Her work has been featured in the New York Times, CNN, BBC, Le Monde, El Pais, The Guardian, The Financial Times, LA Times, La Stampa, Repubblica, Der Spiegel, and the Frankfurter Allgemeine, to name a few. She has performed and lectured at the Guardian Hay Festival: Segovia, Spain; the Edinburgh International Book Festival, UK; the Hay-On-Wye Festival of Literature, Wales, UK; the School of Oriental and African Studies (SOAS), UK; The Leighton House, UK; the American University of Beirut. She holds a TED Senior Fellowship and has given a few TED talks.
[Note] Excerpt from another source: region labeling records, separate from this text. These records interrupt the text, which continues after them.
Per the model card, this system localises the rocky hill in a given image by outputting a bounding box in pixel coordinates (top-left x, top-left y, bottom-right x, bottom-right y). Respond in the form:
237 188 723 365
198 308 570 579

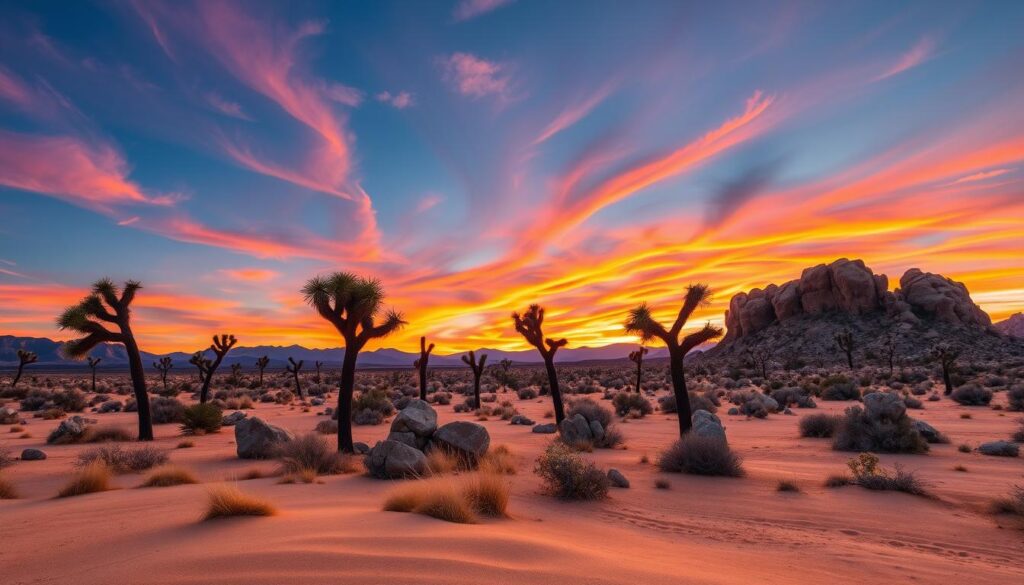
707 258 1021 365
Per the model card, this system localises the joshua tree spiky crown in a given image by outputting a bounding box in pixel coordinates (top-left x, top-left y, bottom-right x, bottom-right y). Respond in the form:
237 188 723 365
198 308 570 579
302 273 406 349
57 279 142 360
512 304 568 360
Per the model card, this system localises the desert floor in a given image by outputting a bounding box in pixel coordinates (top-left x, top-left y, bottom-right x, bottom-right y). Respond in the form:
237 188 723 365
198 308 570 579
0 385 1024 585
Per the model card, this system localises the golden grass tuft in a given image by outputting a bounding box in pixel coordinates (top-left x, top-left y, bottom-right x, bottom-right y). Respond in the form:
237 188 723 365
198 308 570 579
57 460 112 498
140 465 199 488
203 485 276 520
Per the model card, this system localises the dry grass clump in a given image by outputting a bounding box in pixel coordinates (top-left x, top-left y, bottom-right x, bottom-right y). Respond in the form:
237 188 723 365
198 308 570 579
75 445 167 473
203 485 276 520
57 459 111 498
534 441 609 500
657 432 743 477
140 465 199 488
384 471 509 524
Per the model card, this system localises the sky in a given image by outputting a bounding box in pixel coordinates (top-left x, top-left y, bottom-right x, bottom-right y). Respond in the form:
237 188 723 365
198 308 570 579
0 0 1024 353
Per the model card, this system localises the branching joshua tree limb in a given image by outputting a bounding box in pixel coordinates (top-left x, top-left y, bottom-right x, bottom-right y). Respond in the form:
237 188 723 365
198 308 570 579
413 336 434 401
193 334 239 404
285 358 306 400
512 304 568 425
302 273 406 453
931 343 961 395
153 357 174 392
462 349 487 408
10 349 39 388
625 285 722 436
57 279 153 441
86 358 103 393
630 345 650 393
256 356 270 388
835 329 854 370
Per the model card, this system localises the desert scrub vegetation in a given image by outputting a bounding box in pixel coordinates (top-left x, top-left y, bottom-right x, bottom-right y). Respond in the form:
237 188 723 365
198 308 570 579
57 461 112 498
657 432 743 477
534 441 609 500
75 445 167 473
203 484 276 520
384 471 509 524
139 465 199 488
800 413 843 438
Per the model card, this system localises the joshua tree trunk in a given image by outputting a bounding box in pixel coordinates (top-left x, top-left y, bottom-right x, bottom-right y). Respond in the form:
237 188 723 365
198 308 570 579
669 347 693 436
121 333 153 441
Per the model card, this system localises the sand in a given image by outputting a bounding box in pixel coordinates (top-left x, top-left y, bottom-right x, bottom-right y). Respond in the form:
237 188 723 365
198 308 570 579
0 385 1024 585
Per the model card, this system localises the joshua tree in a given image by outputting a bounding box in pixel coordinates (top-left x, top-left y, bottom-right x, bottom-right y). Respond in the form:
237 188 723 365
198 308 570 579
10 349 39 388
932 343 961 395
191 334 239 404
835 329 854 370
625 285 722 436
462 349 487 408
57 279 153 441
302 273 406 453
256 356 270 387
86 358 103 393
153 357 174 392
285 358 306 399
413 336 434 401
512 304 568 425
630 345 650 393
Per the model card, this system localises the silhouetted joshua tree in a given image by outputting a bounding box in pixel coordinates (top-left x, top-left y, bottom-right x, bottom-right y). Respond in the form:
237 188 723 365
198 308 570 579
57 279 153 441
932 343 961 395
835 329 854 370
191 334 239 404
630 345 650 393
512 304 568 425
86 358 103 393
413 336 434 401
625 285 722 436
302 273 406 453
10 349 39 388
256 356 270 387
153 357 174 392
462 349 487 408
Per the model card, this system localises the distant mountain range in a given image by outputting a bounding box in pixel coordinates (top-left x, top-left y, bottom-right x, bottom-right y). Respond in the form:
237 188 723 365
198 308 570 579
0 335 668 369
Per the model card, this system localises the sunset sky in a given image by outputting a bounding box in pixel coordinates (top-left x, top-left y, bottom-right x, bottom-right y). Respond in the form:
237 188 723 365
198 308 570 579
0 0 1024 353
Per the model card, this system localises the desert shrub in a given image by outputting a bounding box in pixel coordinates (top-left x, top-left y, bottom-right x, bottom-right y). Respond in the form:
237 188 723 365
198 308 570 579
847 453 928 496
75 445 167 473
611 392 654 417
833 406 928 453
534 442 609 500
278 433 353 475
181 403 223 434
203 485 275 520
800 413 843 438
57 461 111 498
140 465 199 488
150 396 185 424
949 383 992 407
657 432 743 477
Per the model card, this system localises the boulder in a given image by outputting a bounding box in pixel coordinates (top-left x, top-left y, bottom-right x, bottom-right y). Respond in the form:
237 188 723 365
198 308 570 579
22 449 46 461
430 420 490 462
234 416 295 459
364 441 427 479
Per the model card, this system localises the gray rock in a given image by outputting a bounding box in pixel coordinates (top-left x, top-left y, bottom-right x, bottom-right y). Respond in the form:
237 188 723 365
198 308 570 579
22 449 46 461
234 416 295 459
364 441 427 479
430 420 490 462
608 469 630 488
978 441 1020 457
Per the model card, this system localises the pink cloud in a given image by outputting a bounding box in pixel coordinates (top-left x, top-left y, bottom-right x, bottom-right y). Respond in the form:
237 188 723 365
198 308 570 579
440 52 511 98
452 0 513 23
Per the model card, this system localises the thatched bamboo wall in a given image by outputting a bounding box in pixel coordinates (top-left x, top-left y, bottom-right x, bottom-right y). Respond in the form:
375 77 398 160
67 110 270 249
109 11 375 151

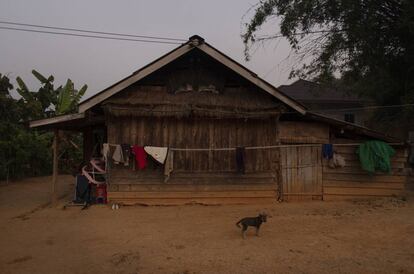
108 117 278 173
322 139 407 200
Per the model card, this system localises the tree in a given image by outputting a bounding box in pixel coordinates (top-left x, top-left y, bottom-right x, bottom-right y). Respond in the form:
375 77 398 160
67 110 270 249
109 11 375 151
16 70 88 120
0 74 52 180
0 70 87 180
242 0 414 105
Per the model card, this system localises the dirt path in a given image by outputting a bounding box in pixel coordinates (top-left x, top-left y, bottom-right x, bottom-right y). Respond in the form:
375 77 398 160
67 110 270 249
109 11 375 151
0 177 414 273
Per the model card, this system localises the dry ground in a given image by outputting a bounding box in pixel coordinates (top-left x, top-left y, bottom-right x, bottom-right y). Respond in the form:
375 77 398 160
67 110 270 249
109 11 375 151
0 177 414 273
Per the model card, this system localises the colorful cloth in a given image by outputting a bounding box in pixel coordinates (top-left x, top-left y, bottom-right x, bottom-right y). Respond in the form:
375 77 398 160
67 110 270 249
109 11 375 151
102 144 109 162
322 144 333 160
236 147 246 174
144 146 168 164
164 149 174 182
121 144 131 166
132 146 147 169
328 152 346 168
356 141 395 173
112 145 124 164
Her book, "Beirut, I Love You: A Memoir" has been translated into several languages, published by The New York Review of Books and Dar el Saqi. She received star reviews from Publisher's Weekly and Gwyneth Paltrow's Goop. She has also been included in several anthologies including Lebanon, Lebanon, published by Saqi Books and Beirut Noir, published by Akashic Books.
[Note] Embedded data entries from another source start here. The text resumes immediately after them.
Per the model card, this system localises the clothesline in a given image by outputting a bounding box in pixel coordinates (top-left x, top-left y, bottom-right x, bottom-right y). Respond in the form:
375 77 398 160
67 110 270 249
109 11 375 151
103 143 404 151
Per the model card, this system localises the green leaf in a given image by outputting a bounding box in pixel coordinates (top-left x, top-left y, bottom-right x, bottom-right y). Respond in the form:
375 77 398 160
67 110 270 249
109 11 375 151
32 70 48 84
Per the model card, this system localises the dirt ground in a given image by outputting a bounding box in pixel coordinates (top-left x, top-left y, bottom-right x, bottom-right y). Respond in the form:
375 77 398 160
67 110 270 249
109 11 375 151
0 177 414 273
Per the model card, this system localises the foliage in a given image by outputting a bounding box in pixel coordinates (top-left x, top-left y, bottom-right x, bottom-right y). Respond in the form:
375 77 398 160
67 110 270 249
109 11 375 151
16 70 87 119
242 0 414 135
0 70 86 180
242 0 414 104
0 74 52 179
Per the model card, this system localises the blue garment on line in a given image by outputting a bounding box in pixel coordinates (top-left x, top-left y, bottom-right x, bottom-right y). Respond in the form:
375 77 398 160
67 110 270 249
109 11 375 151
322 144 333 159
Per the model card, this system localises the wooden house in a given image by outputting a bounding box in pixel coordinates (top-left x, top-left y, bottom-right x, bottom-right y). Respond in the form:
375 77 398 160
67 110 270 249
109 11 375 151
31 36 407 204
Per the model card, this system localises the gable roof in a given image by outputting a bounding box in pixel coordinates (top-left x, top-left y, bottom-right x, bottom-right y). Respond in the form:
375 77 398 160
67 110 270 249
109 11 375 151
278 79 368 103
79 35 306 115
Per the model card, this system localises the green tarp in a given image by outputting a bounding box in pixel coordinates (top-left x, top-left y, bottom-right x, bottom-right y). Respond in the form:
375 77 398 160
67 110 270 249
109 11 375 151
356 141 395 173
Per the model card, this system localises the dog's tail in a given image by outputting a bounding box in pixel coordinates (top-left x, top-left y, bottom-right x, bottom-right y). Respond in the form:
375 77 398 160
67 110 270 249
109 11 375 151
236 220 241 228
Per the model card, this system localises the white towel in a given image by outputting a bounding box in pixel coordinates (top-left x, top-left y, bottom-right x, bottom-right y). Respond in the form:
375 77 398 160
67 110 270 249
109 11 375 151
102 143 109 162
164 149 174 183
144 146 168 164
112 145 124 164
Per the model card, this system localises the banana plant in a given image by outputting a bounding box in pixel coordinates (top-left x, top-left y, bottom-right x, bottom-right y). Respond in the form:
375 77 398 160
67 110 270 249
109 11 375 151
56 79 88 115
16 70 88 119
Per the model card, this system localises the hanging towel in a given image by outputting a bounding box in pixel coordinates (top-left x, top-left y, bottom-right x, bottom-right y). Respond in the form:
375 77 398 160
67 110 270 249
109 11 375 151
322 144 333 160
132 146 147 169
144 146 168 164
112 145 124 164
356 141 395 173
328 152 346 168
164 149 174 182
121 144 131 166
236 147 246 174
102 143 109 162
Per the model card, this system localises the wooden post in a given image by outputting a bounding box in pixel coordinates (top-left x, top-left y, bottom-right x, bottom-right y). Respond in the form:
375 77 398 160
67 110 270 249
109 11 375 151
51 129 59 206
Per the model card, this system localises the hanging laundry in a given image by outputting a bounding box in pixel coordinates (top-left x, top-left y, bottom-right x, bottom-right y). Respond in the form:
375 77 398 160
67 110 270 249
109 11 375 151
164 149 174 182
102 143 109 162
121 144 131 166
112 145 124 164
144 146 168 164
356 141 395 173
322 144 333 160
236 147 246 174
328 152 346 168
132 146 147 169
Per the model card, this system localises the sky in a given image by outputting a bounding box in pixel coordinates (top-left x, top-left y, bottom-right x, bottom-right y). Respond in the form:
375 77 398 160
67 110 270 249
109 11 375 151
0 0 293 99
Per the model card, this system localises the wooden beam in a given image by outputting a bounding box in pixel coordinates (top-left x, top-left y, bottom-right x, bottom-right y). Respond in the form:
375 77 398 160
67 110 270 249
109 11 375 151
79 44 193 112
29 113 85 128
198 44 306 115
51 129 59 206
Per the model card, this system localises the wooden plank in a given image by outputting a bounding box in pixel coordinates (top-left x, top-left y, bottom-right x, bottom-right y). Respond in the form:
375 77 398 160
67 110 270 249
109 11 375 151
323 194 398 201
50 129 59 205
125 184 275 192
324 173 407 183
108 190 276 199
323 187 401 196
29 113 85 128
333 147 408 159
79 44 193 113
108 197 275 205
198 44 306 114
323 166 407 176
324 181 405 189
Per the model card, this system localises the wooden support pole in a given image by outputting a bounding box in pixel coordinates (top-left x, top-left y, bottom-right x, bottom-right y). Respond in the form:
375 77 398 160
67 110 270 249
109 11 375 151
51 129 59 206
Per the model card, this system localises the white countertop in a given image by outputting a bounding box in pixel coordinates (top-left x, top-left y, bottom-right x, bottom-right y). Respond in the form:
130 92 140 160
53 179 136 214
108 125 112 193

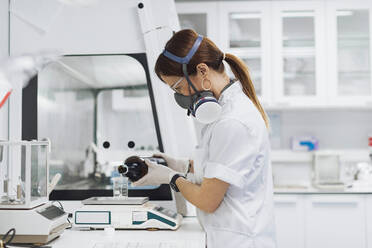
274 187 372 194
49 217 206 248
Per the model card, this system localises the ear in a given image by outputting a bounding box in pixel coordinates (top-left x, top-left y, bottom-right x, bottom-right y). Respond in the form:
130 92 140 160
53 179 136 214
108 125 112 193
196 63 209 78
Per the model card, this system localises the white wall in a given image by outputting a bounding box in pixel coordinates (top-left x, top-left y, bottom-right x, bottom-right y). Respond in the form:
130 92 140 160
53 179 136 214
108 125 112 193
0 0 9 139
268 109 372 149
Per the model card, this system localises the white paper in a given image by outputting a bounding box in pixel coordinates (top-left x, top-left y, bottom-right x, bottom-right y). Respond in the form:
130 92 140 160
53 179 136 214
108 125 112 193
0 72 12 108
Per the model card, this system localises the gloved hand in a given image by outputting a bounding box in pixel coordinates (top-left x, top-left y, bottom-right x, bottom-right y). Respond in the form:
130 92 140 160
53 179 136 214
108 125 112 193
132 159 177 187
153 153 190 174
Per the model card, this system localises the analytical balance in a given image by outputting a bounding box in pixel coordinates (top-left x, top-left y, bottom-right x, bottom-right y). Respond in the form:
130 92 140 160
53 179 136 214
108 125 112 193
74 197 182 230
0 141 68 244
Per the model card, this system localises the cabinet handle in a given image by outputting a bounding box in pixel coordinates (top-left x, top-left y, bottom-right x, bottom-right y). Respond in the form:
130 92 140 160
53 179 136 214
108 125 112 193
312 201 358 206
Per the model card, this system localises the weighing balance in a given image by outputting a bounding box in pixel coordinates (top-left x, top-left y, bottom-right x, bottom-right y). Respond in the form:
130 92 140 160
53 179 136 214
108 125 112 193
0 141 69 244
74 197 182 230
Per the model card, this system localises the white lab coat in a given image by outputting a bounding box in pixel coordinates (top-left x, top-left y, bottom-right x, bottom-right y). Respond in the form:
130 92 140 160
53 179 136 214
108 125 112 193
194 81 276 248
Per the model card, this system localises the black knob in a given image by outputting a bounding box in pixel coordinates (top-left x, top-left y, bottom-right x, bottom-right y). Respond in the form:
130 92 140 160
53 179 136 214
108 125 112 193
128 141 136 148
102 141 110 149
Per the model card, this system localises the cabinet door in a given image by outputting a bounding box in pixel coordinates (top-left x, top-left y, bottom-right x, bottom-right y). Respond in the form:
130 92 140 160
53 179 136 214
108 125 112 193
219 2 270 105
365 194 372 248
272 1 325 107
274 195 305 248
176 2 219 46
305 195 366 248
327 1 372 106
In 2001, as a direct response to 9/11 she co-founded Xanadu*, an art space in Greenwich Village dedicated to showcasing emerging Arab artists. She continued to curate events and created a publishing house under this title both in NYC and Beirut for a few years. In 2013 she founded the Ātman Institute where she curated events dedicated to collective healing in Lebanon. In 2020, she began teaching and started a mentorship program for spiritual studies.

In 2008 Zena was invited to speak at the Nobel Peace Center, Oslo and in 2012 she was selected to become a TED Fellow and has since given a few TED talks. In 2018 she was awarded with a Senior Fellowship at TED. In 2017, Zena launched a national-scale 40-day exhibition and multi-disciplinary project of her work entitled Sacred Catastrophe : Healing Lebanon at Beit Beirut. Conducting a daily peace offering to a total of over 10,000 visitors, she was the first artist to exhibit in this historic war relic.

She also holds a Masters of Fine Arts from the School of Visual Arts in NYC and a Bachelor of Graphic Design from the American University of Beirut. She also holds several degrees in shamanic, plant medicine and yoga teacher trainings.

 

“If stars destroy themselves, then maybe it’s only natural for us to do the same. We are obeying the fundamental laws of our universe. Churning each other up, and spitting out star stuff. Constantly. Effortlessly.”